Progressions is a web-app that allows you to find songs that are similar based on their chord progressions. Users can either click on a given song or type in their own chord progression to find other similar songs.
Music is temporal by nature. This gives us the ability to treat each song as a stochastic process. A simple approach is to use markov chains to create transition matrices for each song, where chord name represents a state. In this app we stick with a 1st-order markov chain, though a better approach may require higher or variable order models to truly highlight musical patterns.
When a user clicks on a song, we calculate the euclidean distance of the respective transition matrix to all other songs within our dataset. Songs with smaller outcomes are ranked in ascending order and displayed on the web-app. The process is the same for when a user types in a chord progression.
In this project we focus more on the chord structure of a song as opposed to the chord names or key. For example, The Beatles: Let It Be follows the iconic I-V-vi-IV chord structure in the key of C. The chord names are C-G-Am-F. The more contemporary Someone Like You by Adele ranks #3 in similarity and has a chorus with chord progression A-E-F#m-D. This is also the I-V-vi-IV structure but now in the key of A. Therefore, we can highlight songs that have similar structure regardless of the original key.
This would be a lot easier if everything was in the key of C. Unfortunately, (and rather fortunately for our ears) it is not. Thus we have to transpose each chord progression in our dataset to center around the key of C. Before doing this we must determine the key of each individual song first.
UltimateGuitarTabs asks users to input the key of the song they are tabbing but it is not completely reliable. Some songs require a capo and the key and the indicated capo fret do not line up. Some users input the completely wrong key, Some users just don't enter the key at all.

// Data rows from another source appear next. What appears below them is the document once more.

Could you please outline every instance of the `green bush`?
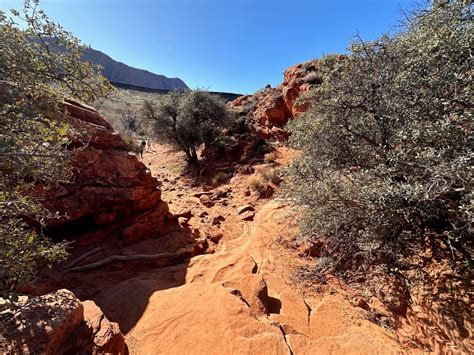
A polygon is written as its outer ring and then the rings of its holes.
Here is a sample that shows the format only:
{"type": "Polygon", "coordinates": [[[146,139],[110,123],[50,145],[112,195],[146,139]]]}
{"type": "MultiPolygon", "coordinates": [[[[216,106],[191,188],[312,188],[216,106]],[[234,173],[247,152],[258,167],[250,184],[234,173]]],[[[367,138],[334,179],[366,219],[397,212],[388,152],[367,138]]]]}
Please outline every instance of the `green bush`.
{"type": "Polygon", "coordinates": [[[222,135],[233,125],[233,114],[218,96],[202,90],[171,92],[152,102],[145,101],[145,117],[155,137],[186,154],[190,164],[198,163],[196,149],[222,135]]]}
{"type": "Polygon", "coordinates": [[[127,150],[129,152],[138,153],[141,148],[141,143],[138,140],[138,137],[132,135],[122,135],[122,138],[127,145],[127,150]]]}
{"type": "Polygon", "coordinates": [[[74,132],[61,121],[59,103],[64,97],[90,103],[110,90],[98,68],[81,61],[79,41],[51,22],[38,1],[12,13],[0,11],[0,291],[64,258],[65,244],[40,233],[56,215],[31,191],[69,177],[66,147],[74,132]]]}
{"type": "Polygon", "coordinates": [[[469,275],[473,28],[468,1],[436,1],[399,33],[321,60],[322,84],[290,124],[302,154],[286,186],[302,237],[325,242],[315,274],[426,282],[429,246],[469,275]]]}

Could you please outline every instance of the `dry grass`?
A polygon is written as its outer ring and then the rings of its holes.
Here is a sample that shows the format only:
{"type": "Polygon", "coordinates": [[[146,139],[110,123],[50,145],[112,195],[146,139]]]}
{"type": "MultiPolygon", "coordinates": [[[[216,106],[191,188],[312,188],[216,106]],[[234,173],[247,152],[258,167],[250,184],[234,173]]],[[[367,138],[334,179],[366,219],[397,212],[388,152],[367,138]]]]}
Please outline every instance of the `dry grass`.
{"type": "Polygon", "coordinates": [[[167,170],[173,174],[179,175],[184,171],[182,163],[173,163],[167,166],[167,170]]]}
{"type": "Polygon", "coordinates": [[[225,172],[219,171],[212,177],[211,183],[213,186],[219,186],[226,183],[228,180],[229,176],[225,172]]]}
{"type": "Polygon", "coordinates": [[[264,187],[264,181],[262,176],[260,175],[252,175],[248,179],[248,183],[250,188],[254,191],[261,191],[264,187]]]}
{"type": "Polygon", "coordinates": [[[277,154],[275,152],[271,152],[271,153],[265,154],[263,161],[266,164],[275,163],[277,158],[278,158],[277,154]]]}
{"type": "Polygon", "coordinates": [[[272,182],[275,185],[280,185],[282,179],[275,168],[266,168],[260,173],[263,181],[272,182]]]}

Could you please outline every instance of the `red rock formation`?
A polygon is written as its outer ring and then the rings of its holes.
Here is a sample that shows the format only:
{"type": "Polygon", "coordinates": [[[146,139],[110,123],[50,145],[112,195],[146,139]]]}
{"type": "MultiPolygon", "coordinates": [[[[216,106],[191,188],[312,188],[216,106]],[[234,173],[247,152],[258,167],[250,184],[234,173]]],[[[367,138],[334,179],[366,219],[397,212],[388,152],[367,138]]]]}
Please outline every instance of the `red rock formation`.
{"type": "Polygon", "coordinates": [[[284,141],[288,134],[282,128],[306,109],[306,105],[297,103],[298,98],[321,83],[318,63],[312,60],[289,67],[277,88],[266,87],[253,95],[238,97],[229,105],[239,116],[254,119],[254,129],[259,138],[284,141]]]}
{"type": "MultiPolygon", "coordinates": [[[[114,224],[130,232],[136,223],[146,228],[135,227],[140,235],[128,233],[128,240],[159,232],[168,206],[161,200],[158,181],[94,108],[74,101],[64,102],[63,107],[66,121],[79,135],[71,144],[76,148],[71,157],[72,182],[38,186],[43,204],[66,216],[50,222],[52,233],[79,234],[114,224]]],[[[106,230],[92,239],[107,237],[106,230]]]]}
{"type": "Polygon", "coordinates": [[[92,354],[128,354],[119,325],[110,322],[94,301],[84,301],[82,304],[84,320],[94,337],[92,354]]]}
{"type": "Polygon", "coordinates": [[[21,296],[0,312],[0,329],[1,354],[128,354],[119,325],[66,289],[21,296]]]}
{"type": "Polygon", "coordinates": [[[81,301],[68,290],[23,298],[0,313],[0,353],[56,354],[83,320],[81,301]]]}

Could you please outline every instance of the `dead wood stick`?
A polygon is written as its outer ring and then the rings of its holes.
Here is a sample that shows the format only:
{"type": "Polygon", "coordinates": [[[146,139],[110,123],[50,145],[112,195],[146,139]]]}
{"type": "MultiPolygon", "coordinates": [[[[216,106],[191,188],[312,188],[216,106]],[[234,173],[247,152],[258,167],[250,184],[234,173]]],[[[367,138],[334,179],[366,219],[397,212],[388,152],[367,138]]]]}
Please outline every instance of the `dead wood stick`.
{"type": "Polygon", "coordinates": [[[82,260],[86,259],[87,257],[91,256],[92,254],[97,253],[99,250],[101,250],[101,247],[97,247],[95,249],[89,250],[87,253],[82,254],[81,256],[77,257],[74,259],[68,266],[67,269],[73,267],[76,264],[79,264],[82,260]]]}
{"type": "Polygon", "coordinates": [[[178,257],[183,254],[189,254],[189,256],[192,256],[195,250],[195,247],[198,246],[199,244],[200,243],[192,243],[191,245],[185,248],[178,249],[178,251],[176,251],[175,253],[112,255],[90,264],[65,269],[64,272],[77,272],[77,271],[95,269],[95,268],[98,268],[99,266],[107,265],[107,264],[114,263],[117,261],[160,260],[160,259],[178,257]]]}
{"type": "Polygon", "coordinates": [[[137,261],[137,260],[157,260],[164,259],[167,257],[177,256],[175,253],[161,253],[161,254],[137,254],[137,255],[112,255],[94,263],[77,266],[66,269],[65,272],[84,271],[98,268],[106,264],[110,264],[116,261],[137,261]]]}

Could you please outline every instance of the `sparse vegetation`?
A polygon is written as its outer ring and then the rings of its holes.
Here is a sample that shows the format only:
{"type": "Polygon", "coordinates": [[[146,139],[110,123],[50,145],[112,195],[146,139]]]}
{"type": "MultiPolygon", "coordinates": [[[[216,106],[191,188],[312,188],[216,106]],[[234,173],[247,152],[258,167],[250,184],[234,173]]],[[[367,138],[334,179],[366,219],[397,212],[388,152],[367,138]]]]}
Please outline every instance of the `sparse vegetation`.
{"type": "Polygon", "coordinates": [[[31,193],[37,183],[69,176],[65,147],[74,132],[61,121],[61,100],[90,103],[110,90],[97,68],[81,61],[79,41],[37,6],[25,1],[13,18],[0,12],[0,290],[7,291],[66,255],[64,243],[41,234],[55,214],[31,193]]]}
{"type": "Polygon", "coordinates": [[[307,84],[321,84],[321,76],[318,73],[312,72],[306,74],[303,81],[307,84]]]}
{"type": "Polygon", "coordinates": [[[159,100],[145,101],[143,111],[154,136],[183,151],[190,164],[198,163],[196,150],[201,144],[213,142],[233,124],[225,102],[202,90],[172,92],[159,100]]]}
{"type": "Polygon", "coordinates": [[[140,150],[140,143],[135,136],[122,135],[123,140],[127,144],[129,152],[137,153],[140,150]]]}
{"type": "Polygon", "coordinates": [[[261,191],[264,186],[264,181],[260,175],[252,175],[248,179],[250,188],[254,191],[261,191]]]}
{"type": "Polygon", "coordinates": [[[212,177],[212,186],[219,186],[226,183],[229,180],[229,175],[223,171],[218,171],[212,177]]]}
{"type": "Polygon", "coordinates": [[[265,156],[263,157],[263,161],[264,161],[266,164],[275,163],[276,160],[277,160],[277,154],[276,154],[275,152],[267,153],[267,154],[265,154],[265,156]]]}
{"type": "Polygon", "coordinates": [[[280,183],[282,182],[278,169],[275,168],[268,167],[266,169],[263,169],[261,172],[261,176],[263,181],[267,183],[271,182],[275,185],[280,185],[280,183]]]}
{"type": "Polygon", "coordinates": [[[117,88],[107,98],[94,102],[94,107],[124,135],[148,135],[149,129],[143,116],[143,101],[159,100],[162,93],[143,92],[117,88]]]}
{"type": "Polygon", "coordinates": [[[433,1],[409,15],[403,31],[369,43],[357,38],[347,57],[325,57],[323,82],[305,98],[310,108],[290,125],[290,141],[303,154],[286,186],[288,198],[304,206],[302,237],[324,241],[312,275],[370,284],[384,274],[403,290],[436,287],[458,325],[469,306],[428,266],[447,262],[450,285],[469,287],[470,4],[433,1]]]}

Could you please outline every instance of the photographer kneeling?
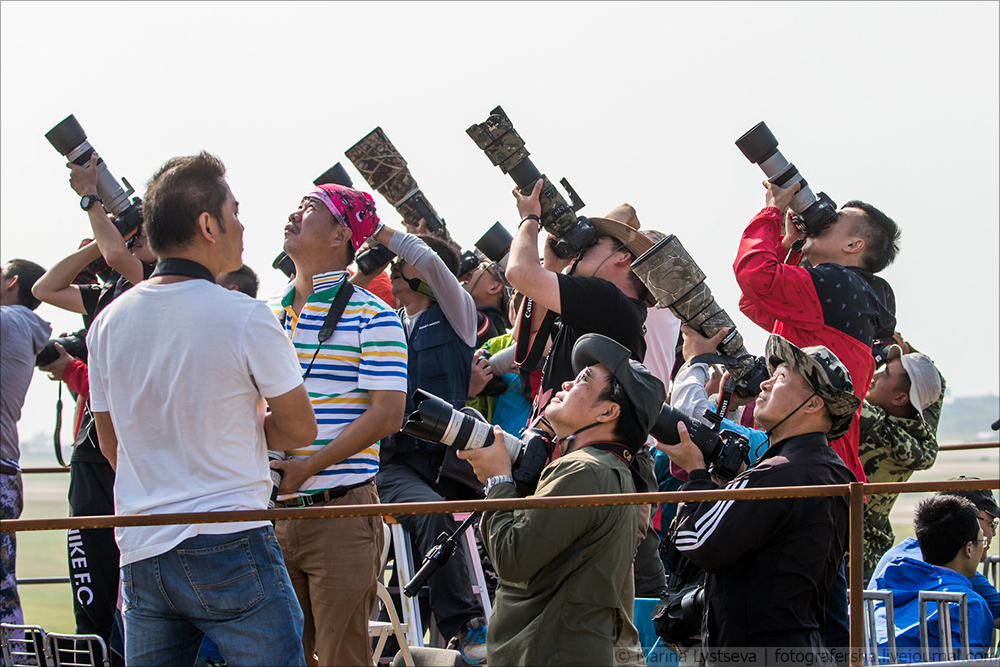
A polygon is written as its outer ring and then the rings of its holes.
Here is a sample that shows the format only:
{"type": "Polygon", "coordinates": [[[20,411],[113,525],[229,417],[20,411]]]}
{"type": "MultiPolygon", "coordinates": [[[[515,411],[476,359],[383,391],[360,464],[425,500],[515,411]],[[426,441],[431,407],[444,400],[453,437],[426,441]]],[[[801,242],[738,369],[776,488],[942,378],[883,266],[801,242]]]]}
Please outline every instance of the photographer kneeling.
{"type": "MultiPolygon", "coordinates": [[[[761,383],[754,420],[774,444],[726,488],[853,482],[829,445],[860,405],[847,368],[825,347],[799,349],[777,335],[765,357],[771,377],[761,383]]],[[[681,490],[719,488],[687,430],[677,430],[680,443],[662,449],[689,473],[681,490]]],[[[823,649],[824,610],[847,546],[846,498],[686,502],[674,522],[676,548],[708,572],[707,664],[737,648],[799,648],[810,664],[832,664],[823,649]]]]}
{"type": "MultiPolygon", "coordinates": [[[[573,347],[575,380],[545,408],[562,456],[534,497],[633,493],[629,463],[646,441],[663,383],[598,334],[573,347]]],[[[496,436],[502,439],[499,427],[496,436]]],[[[488,498],[517,496],[503,447],[458,453],[488,498]]],[[[500,584],[488,631],[489,664],[616,663],[616,643],[638,645],[630,622],[630,568],[639,543],[636,505],[484,512],[482,534],[500,584]]],[[[630,656],[634,657],[634,656],[630,656]]]]}

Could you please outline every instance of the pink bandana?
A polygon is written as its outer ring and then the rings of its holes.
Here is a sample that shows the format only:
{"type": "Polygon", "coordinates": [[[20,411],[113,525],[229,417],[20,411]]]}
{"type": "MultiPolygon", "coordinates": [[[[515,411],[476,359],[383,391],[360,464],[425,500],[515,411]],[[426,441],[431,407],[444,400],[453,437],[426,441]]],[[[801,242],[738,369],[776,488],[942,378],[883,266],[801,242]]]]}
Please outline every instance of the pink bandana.
{"type": "MultiPolygon", "coordinates": [[[[318,199],[333,214],[333,219],[351,230],[351,245],[357,251],[378,226],[375,200],[367,192],[325,183],[306,195],[318,199]]],[[[303,197],[304,199],[305,197],[303,197]]]]}

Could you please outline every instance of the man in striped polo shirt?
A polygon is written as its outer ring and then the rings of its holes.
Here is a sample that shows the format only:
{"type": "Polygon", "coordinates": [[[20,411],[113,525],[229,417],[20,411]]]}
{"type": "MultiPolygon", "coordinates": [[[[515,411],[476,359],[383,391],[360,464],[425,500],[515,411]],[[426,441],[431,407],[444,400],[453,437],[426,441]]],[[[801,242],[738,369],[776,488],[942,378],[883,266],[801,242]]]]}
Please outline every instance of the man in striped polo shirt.
{"type": "MultiPolygon", "coordinates": [[[[271,464],[284,471],[279,507],[378,502],[379,441],[403,422],[406,339],[396,313],[347,282],[355,251],[377,224],[370,195],[334,184],[307,194],[288,216],[284,250],[295,281],[269,305],[295,346],[319,435],[271,464]],[[345,285],[353,292],[321,341],[345,285]]],[[[278,521],[275,534],[305,615],[306,664],[370,665],[381,518],[278,521]]]]}

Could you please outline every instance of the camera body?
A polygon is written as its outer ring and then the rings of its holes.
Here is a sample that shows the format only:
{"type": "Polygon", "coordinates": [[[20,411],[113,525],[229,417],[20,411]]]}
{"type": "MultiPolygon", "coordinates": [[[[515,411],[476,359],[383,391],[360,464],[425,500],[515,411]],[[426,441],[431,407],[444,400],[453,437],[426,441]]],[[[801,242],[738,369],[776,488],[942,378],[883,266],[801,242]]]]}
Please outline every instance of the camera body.
{"type": "Polygon", "coordinates": [[[705,418],[712,422],[712,426],[691,419],[664,403],[649,433],[664,444],[676,445],[681,441],[677,424],[683,422],[688,437],[698,445],[711,473],[719,479],[730,480],[739,474],[743,464],[749,462],[750,441],[735,431],[722,431],[721,415],[706,410],[705,418]]]}
{"type": "MultiPolygon", "coordinates": [[[[407,435],[456,449],[489,447],[496,440],[493,425],[473,408],[456,410],[448,401],[422,389],[413,392],[413,404],[415,409],[400,429],[407,435]]],[[[504,433],[501,444],[510,456],[518,494],[531,494],[552,452],[552,441],[544,431],[529,428],[520,438],[504,433]]]]}
{"type": "Polygon", "coordinates": [[[764,362],[750,354],[736,324],[712,296],[701,270],[680,240],[670,234],[632,262],[632,272],[649,289],[661,308],[670,308],[684,324],[711,338],[720,329],[729,333],[719,344],[723,362],[736,383],[735,393],[750,398],[770,377],[764,362]]]}
{"type": "Polygon", "coordinates": [[[761,168],[768,182],[782,188],[801,185],[789,208],[795,214],[795,226],[806,236],[816,236],[837,217],[837,205],[825,192],[813,194],[798,168],[778,150],[778,140],[763,121],[737,139],[736,147],[761,168]]]}
{"type": "Polygon", "coordinates": [[[590,221],[576,214],[584,204],[569,181],[565,178],[560,181],[569,194],[570,201],[567,202],[548,176],[540,173],[528,158],[530,153],[524,147],[524,140],[501,107],[493,109],[489,118],[472,125],[465,132],[486,153],[490,162],[500,167],[503,173],[510,174],[521,194],[531,194],[535,182],[542,179],[542,192],[539,195],[542,206],[541,223],[545,231],[556,237],[552,243],[556,255],[563,259],[573,257],[597,238],[590,221]]]}
{"type": "Polygon", "coordinates": [[[71,357],[76,357],[84,363],[87,362],[87,330],[80,329],[79,331],[66,336],[53,338],[46,343],[45,347],[42,348],[42,351],[35,357],[35,366],[38,368],[48,366],[59,358],[59,351],[56,350],[56,343],[62,345],[63,349],[66,350],[71,357]]]}
{"type": "MultiPolygon", "coordinates": [[[[46,132],[45,138],[60,155],[73,164],[84,167],[90,163],[94,147],[87,141],[87,133],[73,114],[46,132]]],[[[138,197],[130,201],[129,196],[135,193],[135,189],[124,178],[122,182],[125,184],[124,188],[108,170],[104,158],[98,157],[97,195],[101,198],[104,210],[114,215],[115,227],[122,236],[127,237],[134,234],[142,224],[142,201],[138,197]]]]}

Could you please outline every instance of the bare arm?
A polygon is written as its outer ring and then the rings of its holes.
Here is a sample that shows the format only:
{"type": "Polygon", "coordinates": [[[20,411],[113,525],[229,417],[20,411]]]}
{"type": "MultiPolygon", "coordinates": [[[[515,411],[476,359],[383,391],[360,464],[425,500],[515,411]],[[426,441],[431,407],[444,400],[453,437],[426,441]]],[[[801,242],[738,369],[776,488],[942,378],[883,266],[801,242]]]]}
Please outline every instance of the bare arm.
{"type": "MultiPolygon", "coordinates": [[[[541,191],[541,179],[535,183],[534,189],[527,197],[514,188],[517,211],[522,219],[529,214],[541,215],[542,206],[538,201],[541,191]]],[[[510,258],[507,260],[507,270],[504,274],[518,292],[543,308],[558,313],[561,308],[559,278],[540,263],[538,231],[538,225],[532,220],[526,221],[517,228],[514,240],[510,244],[510,258]]],[[[541,315],[542,313],[539,313],[539,321],[541,321],[541,315]]]]}
{"type": "MultiPolygon", "coordinates": [[[[272,468],[285,471],[278,493],[295,493],[302,484],[318,472],[354,456],[399,430],[406,408],[406,393],[402,391],[369,392],[371,404],[364,413],[347,425],[340,435],[309,458],[273,461],[272,468]]],[[[310,407],[310,411],[312,408],[310,407]]],[[[270,441],[268,446],[270,446],[270,441]]],[[[271,449],[274,449],[271,447],[271,449]]]]}
{"type": "MultiPolygon", "coordinates": [[[[66,164],[70,170],[69,184],[73,190],[80,195],[97,194],[97,153],[90,156],[90,162],[86,167],[69,162],[66,164]]],[[[104,260],[112,269],[117,271],[125,280],[133,285],[142,282],[142,262],[125,245],[125,239],[108,218],[101,206],[91,206],[87,211],[90,218],[90,226],[94,230],[94,240],[104,255],[104,260]]]]}
{"type": "Polygon", "coordinates": [[[80,271],[100,256],[101,249],[96,243],[83,246],[42,274],[31,288],[31,293],[39,301],[56,308],[86,314],[80,288],[72,283],[80,271]]]}
{"type": "Polygon", "coordinates": [[[97,442],[101,453],[111,464],[112,469],[118,469],[118,434],[115,425],[111,423],[110,412],[95,412],[94,424],[97,426],[97,442]]]}
{"type": "Polygon", "coordinates": [[[303,447],[316,439],[316,415],[305,384],[267,399],[271,411],[264,417],[267,448],[284,452],[303,447]]]}

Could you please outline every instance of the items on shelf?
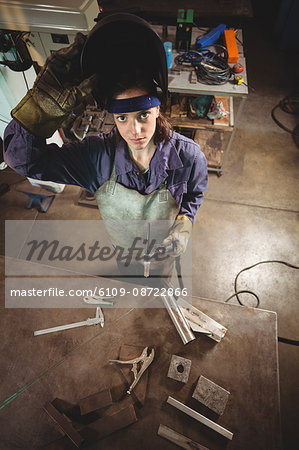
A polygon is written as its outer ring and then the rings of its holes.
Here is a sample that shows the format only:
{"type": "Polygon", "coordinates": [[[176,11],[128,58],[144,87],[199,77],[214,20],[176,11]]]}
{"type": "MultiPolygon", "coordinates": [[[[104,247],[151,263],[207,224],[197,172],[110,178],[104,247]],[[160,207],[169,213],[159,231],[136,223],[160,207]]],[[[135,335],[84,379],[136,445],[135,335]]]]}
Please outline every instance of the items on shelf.
{"type": "Polygon", "coordinates": [[[200,124],[229,126],[230,102],[228,97],[223,96],[198,95],[191,97],[172,94],[168,99],[165,115],[173,126],[191,126],[193,128],[197,128],[200,124]],[[182,119],[180,124],[177,119],[182,119]],[[188,119],[194,121],[193,126],[188,119]]]}
{"type": "Polygon", "coordinates": [[[178,52],[190,49],[192,26],[193,9],[179,9],[177,14],[177,28],[175,37],[175,47],[178,52]]]}
{"type": "Polygon", "coordinates": [[[213,102],[213,95],[199,95],[190,99],[189,101],[189,117],[190,119],[198,119],[199,117],[206,117],[211,104],[213,102]]]}

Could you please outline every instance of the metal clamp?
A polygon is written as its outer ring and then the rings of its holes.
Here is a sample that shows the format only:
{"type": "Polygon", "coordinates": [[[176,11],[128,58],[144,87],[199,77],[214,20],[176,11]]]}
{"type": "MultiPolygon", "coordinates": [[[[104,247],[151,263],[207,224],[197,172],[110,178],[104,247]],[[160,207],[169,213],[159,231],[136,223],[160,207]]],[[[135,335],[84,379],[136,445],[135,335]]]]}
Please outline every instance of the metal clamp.
{"type": "Polygon", "coordinates": [[[130,359],[128,361],[120,361],[119,359],[111,359],[109,361],[110,364],[132,364],[131,371],[134,374],[134,381],[130,385],[127,390],[127,394],[131,394],[132,390],[140,380],[142,374],[146,371],[148,366],[152,363],[155,356],[155,350],[149,349],[149,347],[145,347],[140,356],[134,359],[130,359]],[[138,370],[138,364],[141,364],[140,369],[138,370]]]}

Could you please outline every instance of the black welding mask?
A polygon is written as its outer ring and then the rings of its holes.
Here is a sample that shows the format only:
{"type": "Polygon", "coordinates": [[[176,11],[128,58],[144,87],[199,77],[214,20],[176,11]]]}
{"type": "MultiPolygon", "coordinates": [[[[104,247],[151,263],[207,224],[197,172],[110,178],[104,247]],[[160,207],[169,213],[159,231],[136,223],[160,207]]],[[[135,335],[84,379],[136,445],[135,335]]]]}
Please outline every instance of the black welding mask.
{"type": "Polygon", "coordinates": [[[162,91],[162,103],[166,102],[168,71],[163,43],[148,22],[133,14],[112,14],[94,26],[82,51],[81,70],[83,78],[98,74],[95,98],[99,106],[106,106],[109,86],[133,70],[151,78],[162,91]]]}

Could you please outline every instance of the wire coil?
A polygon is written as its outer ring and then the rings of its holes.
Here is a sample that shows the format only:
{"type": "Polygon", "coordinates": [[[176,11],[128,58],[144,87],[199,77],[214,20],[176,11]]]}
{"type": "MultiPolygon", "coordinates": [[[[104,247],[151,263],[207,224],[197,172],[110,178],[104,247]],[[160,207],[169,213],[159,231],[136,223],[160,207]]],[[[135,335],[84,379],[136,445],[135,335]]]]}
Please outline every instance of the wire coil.
{"type": "Polygon", "coordinates": [[[190,50],[181,53],[176,56],[175,63],[191,64],[195,68],[198,81],[203,84],[225,84],[231,77],[227,50],[222,45],[214,44],[213,47],[215,51],[203,48],[200,51],[190,50]]]}

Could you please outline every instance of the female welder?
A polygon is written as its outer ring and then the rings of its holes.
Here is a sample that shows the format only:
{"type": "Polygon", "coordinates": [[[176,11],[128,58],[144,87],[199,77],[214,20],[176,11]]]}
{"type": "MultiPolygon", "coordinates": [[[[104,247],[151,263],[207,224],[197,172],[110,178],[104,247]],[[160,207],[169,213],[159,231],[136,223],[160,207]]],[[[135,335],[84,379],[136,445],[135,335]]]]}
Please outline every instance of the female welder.
{"type": "MultiPolygon", "coordinates": [[[[33,89],[14,108],[14,120],[5,131],[5,161],[24,176],[78,185],[94,193],[107,223],[170,221],[166,235],[165,230],[153,235],[177,257],[186,249],[203,201],[207,164],[197,144],[171,130],[149,74],[132,69],[106,86],[106,108],[116,125],[111,133],[62,147],[46,144],[45,138],[74,106],[96,91],[96,75],[83,81],[74,76],[84,44],[84,36],[78,34],[74,44],[53,53],[33,89]]],[[[127,228],[115,230],[112,224],[108,229],[115,245],[128,247],[126,243],[132,242],[136,230],[127,228]]],[[[161,268],[157,273],[161,275],[161,268]]]]}

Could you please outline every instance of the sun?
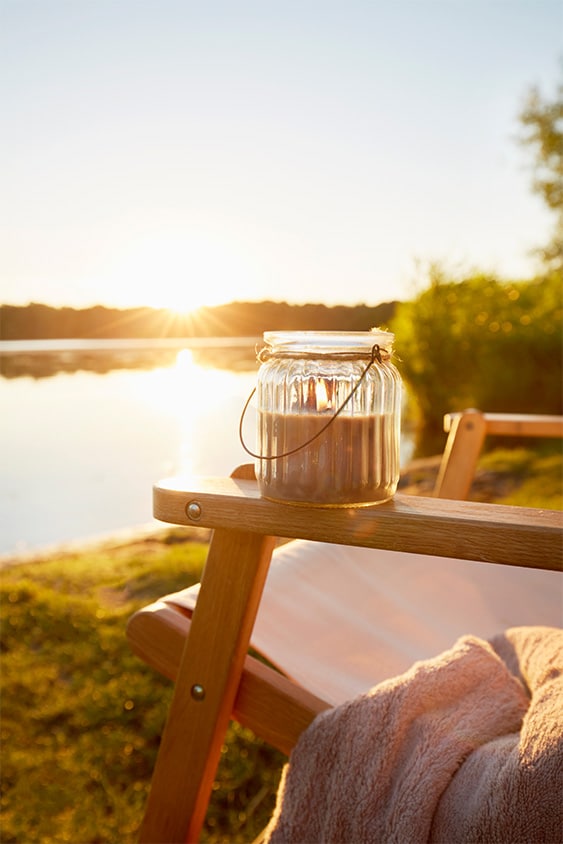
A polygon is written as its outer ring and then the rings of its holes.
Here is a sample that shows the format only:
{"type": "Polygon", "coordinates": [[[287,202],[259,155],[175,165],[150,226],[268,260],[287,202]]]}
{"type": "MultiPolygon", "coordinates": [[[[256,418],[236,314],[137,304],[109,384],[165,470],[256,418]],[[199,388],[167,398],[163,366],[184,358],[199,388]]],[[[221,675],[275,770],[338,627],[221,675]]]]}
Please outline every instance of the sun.
{"type": "Polygon", "coordinates": [[[112,276],[129,302],[181,314],[244,299],[252,262],[236,244],[204,232],[161,232],[130,244],[112,276]]]}

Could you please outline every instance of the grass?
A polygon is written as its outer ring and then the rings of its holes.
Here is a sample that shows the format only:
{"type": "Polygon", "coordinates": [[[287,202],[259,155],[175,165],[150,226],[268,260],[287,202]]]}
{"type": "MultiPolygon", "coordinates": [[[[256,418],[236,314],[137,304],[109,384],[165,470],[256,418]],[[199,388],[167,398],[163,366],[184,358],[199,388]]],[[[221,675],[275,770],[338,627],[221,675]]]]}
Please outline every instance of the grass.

Luckily, basic music theory can help us out a with this. In the /data directory is a csv file titled key_table.csv. The first column contains a key. Then each row contains the possible chords that can be played if a song were in that particular key. All we need to do is count up the amount of times each chord in this table was played, then calculate the sum of each row. The row with the largest sum will be labeled as the key to that song. The key table only contains major/minor and a couple of dimished chords. That being so, we also removed any chord qualities (i.e., sus, aug, 7, maj7, etc...).
NOTE: This approach is a heuristic and by no means will give you the correct key every time but it's the best we can do for now.
Once we have the key for each song, we simply shift all the chords by n-half-steps depending on how many n-half-steps away the key is from C. This will 'standardize' all of our songs and simplify our distance metric calculation.
The data comes from https://www.ultimate-guitar.com/ where we scraped the top 1000 most popular tabs of all time.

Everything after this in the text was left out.